Those words sent fans into a panic, though it’s important to read them in the context of Thomas’s cerebral, sometimes enigmatic personality. He had started 106 consecutive regular season games before he missed last week’s 14–5 loss to the Buccaneers with a hamstring injury. His passion for the game is unquestioned, and it’s impossible to predict where those facts might lead the mind of a player given access to his social media accounts minutes after suffering a season-ending injury.

The fact that neither of Sunday night’s bizarre plot twists could throw the outcome off script is representative of both team’s seasons. Anderson’s pick led to just three points after the Carolina defense held fast in the red zone—small potatoes compared to the thrashing Russell Wilson and the Seattle offense delivered the rest of the night. Wilson finished 26 of 36 for 277 yards and a touchdown, contributing 29 rushing yards to the Seahawks’ eye-popping team total of 240.
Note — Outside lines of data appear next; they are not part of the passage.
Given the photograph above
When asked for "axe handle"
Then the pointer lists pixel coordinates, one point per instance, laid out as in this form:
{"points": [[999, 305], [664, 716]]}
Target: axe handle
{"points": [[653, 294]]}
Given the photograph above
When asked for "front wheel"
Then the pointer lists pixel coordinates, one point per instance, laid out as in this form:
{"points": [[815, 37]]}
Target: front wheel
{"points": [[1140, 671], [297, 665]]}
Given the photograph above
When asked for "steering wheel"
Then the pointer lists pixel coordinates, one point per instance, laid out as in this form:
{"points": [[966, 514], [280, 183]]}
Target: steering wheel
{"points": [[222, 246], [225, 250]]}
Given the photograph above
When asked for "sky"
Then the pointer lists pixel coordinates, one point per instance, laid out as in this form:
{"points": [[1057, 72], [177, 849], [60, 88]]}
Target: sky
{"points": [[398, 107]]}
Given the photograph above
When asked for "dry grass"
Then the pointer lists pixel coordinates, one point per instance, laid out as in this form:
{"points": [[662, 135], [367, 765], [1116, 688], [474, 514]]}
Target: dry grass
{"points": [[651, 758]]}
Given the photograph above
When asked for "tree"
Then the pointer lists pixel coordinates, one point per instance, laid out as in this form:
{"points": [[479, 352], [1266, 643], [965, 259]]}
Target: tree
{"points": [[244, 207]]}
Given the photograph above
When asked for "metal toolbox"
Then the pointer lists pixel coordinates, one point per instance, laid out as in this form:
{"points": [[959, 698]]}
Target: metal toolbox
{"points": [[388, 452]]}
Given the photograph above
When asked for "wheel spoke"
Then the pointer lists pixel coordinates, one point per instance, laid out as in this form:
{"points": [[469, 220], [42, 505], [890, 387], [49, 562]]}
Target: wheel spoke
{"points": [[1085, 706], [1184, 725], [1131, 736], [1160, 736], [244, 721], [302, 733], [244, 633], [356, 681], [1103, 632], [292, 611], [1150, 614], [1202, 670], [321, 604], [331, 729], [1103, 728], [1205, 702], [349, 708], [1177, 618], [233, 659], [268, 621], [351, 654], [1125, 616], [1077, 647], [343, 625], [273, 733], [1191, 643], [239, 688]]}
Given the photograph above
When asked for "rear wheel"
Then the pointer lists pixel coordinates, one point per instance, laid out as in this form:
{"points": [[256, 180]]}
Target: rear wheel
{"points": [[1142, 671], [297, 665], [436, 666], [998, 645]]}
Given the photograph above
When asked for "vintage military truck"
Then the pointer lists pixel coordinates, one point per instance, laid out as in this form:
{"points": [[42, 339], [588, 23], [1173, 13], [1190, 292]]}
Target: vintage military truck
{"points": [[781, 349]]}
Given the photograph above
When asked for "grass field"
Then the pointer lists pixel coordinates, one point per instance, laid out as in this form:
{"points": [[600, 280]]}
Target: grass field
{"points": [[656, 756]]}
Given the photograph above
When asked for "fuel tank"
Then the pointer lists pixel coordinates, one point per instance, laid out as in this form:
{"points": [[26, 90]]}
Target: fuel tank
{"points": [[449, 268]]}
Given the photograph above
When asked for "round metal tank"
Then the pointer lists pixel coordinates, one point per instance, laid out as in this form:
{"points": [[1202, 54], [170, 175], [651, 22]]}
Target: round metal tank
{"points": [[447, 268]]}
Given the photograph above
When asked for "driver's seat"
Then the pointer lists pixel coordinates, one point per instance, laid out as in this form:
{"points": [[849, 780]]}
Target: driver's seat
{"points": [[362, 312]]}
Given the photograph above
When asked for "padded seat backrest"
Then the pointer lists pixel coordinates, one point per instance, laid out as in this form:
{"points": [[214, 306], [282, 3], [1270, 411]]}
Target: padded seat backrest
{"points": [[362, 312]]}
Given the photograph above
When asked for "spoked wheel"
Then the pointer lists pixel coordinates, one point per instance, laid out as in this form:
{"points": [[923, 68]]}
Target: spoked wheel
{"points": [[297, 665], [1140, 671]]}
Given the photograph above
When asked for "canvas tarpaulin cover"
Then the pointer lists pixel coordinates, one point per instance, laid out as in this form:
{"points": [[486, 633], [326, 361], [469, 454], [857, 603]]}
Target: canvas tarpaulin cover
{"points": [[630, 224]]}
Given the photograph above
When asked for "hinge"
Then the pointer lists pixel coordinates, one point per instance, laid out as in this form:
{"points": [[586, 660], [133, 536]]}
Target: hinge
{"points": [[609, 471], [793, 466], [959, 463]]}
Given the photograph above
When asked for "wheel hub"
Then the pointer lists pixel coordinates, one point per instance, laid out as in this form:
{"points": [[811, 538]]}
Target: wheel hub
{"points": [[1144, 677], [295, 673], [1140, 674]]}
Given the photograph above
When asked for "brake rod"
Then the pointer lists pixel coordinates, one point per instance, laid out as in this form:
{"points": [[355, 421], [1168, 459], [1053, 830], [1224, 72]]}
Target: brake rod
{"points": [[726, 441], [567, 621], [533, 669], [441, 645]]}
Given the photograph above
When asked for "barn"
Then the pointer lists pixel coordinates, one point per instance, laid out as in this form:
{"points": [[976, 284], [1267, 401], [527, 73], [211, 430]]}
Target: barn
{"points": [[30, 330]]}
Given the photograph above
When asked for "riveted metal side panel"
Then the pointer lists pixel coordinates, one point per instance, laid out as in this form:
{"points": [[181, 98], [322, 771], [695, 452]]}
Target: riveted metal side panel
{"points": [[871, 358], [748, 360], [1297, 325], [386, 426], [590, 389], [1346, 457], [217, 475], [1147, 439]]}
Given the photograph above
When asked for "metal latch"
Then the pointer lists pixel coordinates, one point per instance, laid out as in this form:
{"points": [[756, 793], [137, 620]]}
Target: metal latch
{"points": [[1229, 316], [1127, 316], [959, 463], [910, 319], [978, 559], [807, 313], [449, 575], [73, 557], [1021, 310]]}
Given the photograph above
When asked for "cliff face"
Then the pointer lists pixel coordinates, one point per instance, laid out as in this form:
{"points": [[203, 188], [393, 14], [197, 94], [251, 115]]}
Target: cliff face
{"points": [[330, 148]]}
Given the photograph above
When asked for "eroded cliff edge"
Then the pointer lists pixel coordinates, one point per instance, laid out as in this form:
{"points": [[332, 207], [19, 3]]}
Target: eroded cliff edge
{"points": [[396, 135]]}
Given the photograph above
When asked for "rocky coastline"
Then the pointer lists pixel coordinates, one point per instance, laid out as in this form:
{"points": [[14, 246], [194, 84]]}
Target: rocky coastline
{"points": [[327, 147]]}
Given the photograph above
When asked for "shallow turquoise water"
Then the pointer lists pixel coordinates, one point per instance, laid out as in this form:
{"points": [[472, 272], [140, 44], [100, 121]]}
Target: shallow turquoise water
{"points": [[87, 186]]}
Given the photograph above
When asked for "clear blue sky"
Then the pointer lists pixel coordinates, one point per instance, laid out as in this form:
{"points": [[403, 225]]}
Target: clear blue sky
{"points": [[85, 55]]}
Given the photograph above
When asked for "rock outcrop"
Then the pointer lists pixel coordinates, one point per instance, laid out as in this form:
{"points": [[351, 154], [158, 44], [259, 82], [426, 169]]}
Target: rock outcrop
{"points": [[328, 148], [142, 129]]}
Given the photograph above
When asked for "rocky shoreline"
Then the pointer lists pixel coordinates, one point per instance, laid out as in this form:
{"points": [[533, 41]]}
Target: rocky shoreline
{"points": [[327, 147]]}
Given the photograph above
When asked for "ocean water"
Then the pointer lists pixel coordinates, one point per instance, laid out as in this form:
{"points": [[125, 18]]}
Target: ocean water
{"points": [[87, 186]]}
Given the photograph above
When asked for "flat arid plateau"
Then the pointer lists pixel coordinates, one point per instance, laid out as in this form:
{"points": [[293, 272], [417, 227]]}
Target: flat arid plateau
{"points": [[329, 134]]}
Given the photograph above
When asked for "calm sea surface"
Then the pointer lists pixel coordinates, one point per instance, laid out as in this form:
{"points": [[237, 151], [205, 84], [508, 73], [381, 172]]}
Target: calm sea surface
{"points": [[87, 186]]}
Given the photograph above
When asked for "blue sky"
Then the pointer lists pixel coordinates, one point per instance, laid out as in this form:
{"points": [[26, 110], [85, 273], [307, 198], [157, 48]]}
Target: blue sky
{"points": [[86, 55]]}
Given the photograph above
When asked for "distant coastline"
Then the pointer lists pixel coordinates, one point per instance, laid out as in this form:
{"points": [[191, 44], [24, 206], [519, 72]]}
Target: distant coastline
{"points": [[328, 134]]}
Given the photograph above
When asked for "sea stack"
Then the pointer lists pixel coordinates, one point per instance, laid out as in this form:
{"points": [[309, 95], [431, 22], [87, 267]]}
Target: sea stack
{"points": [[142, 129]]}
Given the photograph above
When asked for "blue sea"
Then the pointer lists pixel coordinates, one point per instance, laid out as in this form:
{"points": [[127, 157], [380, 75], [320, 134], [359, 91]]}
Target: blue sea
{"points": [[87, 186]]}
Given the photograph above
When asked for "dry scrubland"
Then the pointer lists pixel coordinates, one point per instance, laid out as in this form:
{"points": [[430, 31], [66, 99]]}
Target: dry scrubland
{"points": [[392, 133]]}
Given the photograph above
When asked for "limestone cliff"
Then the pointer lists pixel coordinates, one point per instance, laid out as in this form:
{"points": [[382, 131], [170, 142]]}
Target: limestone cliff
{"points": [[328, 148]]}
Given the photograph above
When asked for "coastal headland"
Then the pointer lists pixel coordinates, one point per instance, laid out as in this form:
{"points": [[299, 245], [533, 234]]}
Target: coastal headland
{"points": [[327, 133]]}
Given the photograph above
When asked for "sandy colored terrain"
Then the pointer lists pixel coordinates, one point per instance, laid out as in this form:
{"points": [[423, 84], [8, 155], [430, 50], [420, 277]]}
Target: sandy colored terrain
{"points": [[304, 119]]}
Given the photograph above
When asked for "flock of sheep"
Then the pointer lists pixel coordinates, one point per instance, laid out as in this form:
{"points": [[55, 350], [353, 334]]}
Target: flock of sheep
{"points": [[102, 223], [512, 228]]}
And aside from Newton’s 55-yard touchdown to Ted Ginn Jr. immediately after Thomas was carted off, the Panthers couldn’t crack the Seahawks’ shorthanded secondary. That might seem like a good sign for the a Seattle stretch run without Thomas patrolling the middle of the field, but it’s dangerous to draw conclusions from a game that was arguably over after one offensive play—or after one offending sartorial choice.